Charmian turned round to Susan Fleet. Susan was clapping her hands forcibly. She stood up as if to make her applause more audible.
The cries went up again. But in the stalls the applause seemed to be dying down, and Charmian had a moment of such acute, such exquisite apprehension, that always afterward she felt as if she had known the bitterness of death. Scarcely knowing what she did, and suddenly quite pale, she began to clap with Susan. She felt like one fighting against terrible odds. And the enemy sickened her because it was full of a monstrous passivity. It seemed to exhale inertia. To fight against it was like struggling against being smothered by a gigantic feather bed.

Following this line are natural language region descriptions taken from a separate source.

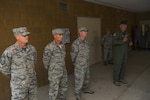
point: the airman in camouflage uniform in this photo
(107, 43)
(17, 62)
(121, 40)
(80, 58)
(54, 61)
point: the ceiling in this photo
(137, 6)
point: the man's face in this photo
(58, 37)
(22, 38)
(83, 34)
(123, 27)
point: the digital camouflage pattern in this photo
(54, 61)
(18, 64)
(80, 58)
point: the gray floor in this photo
(138, 76)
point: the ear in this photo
(17, 37)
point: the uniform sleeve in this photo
(129, 38)
(117, 39)
(5, 64)
(103, 40)
(74, 51)
(46, 56)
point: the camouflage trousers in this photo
(81, 78)
(21, 91)
(58, 85)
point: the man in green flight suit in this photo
(121, 40)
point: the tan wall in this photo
(40, 17)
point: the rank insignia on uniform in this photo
(114, 34)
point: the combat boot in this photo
(78, 96)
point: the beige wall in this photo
(40, 17)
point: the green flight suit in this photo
(120, 56)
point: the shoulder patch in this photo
(114, 34)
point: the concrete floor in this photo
(137, 75)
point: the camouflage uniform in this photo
(54, 61)
(107, 43)
(18, 64)
(80, 58)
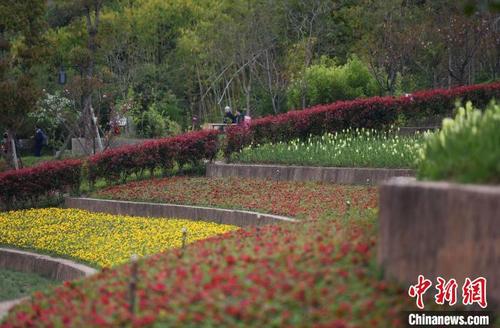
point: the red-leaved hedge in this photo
(29, 184)
(376, 112)
(191, 148)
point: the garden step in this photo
(239, 218)
(337, 175)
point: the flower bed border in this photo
(47, 266)
(440, 229)
(338, 175)
(44, 265)
(239, 218)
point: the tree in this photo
(21, 48)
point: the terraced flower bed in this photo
(348, 148)
(320, 272)
(98, 239)
(295, 199)
(17, 284)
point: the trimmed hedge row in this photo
(188, 148)
(29, 184)
(376, 112)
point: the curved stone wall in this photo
(440, 229)
(199, 213)
(46, 266)
(340, 175)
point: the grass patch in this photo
(349, 148)
(15, 284)
(466, 150)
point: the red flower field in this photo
(297, 199)
(319, 273)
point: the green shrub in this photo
(467, 149)
(324, 83)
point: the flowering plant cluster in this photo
(376, 112)
(102, 240)
(318, 273)
(30, 184)
(297, 199)
(348, 148)
(188, 148)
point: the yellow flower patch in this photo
(100, 239)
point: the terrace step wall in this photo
(440, 229)
(338, 175)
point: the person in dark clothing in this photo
(229, 117)
(240, 117)
(39, 141)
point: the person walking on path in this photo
(229, 117)
(40, 140)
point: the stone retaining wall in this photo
(440, 229)
(339, 175)
(198, 213)
(46, 266)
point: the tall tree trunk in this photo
(12, 150)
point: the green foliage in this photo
(53, 114)
(150, 123)
(351, 148)
(325, 83)
(17, 284)
(153, 123)
(466, 149)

But she clapped, she clapped. And as she did so, moved to look round, she saw Mrs. Shiffney and Madame Sennier watching her through two pairs of opera-glasses.
Her hands fell apart, dropped to her sides mechanically.

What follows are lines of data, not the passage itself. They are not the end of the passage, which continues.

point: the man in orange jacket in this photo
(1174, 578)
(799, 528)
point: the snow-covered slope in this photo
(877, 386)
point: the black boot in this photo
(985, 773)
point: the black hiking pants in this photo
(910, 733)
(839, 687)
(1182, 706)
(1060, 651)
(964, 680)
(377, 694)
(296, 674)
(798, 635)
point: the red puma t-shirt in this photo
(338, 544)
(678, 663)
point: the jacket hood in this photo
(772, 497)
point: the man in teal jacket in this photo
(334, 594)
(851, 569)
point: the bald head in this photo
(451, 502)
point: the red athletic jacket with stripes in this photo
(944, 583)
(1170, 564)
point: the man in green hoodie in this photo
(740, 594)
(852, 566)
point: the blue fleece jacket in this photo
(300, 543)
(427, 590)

Still cries, separated, far, it seemed, from one another, went up.
"Heath! Heath!" Charmian now heard distinctly.
"Gillier! Author! Author!"
The curtains moved. One was drawn back. A strangely shaped gap showed itself. But for a long moment no one emerged through this gap. And again the applause died down. Charmian sat quite still, her arms hanging, her eyes fixed on the gap, her cheeks still very white.
Just as the applause seemed fading beyond recall Claude stepped through the gap, followed by Armand Gillier.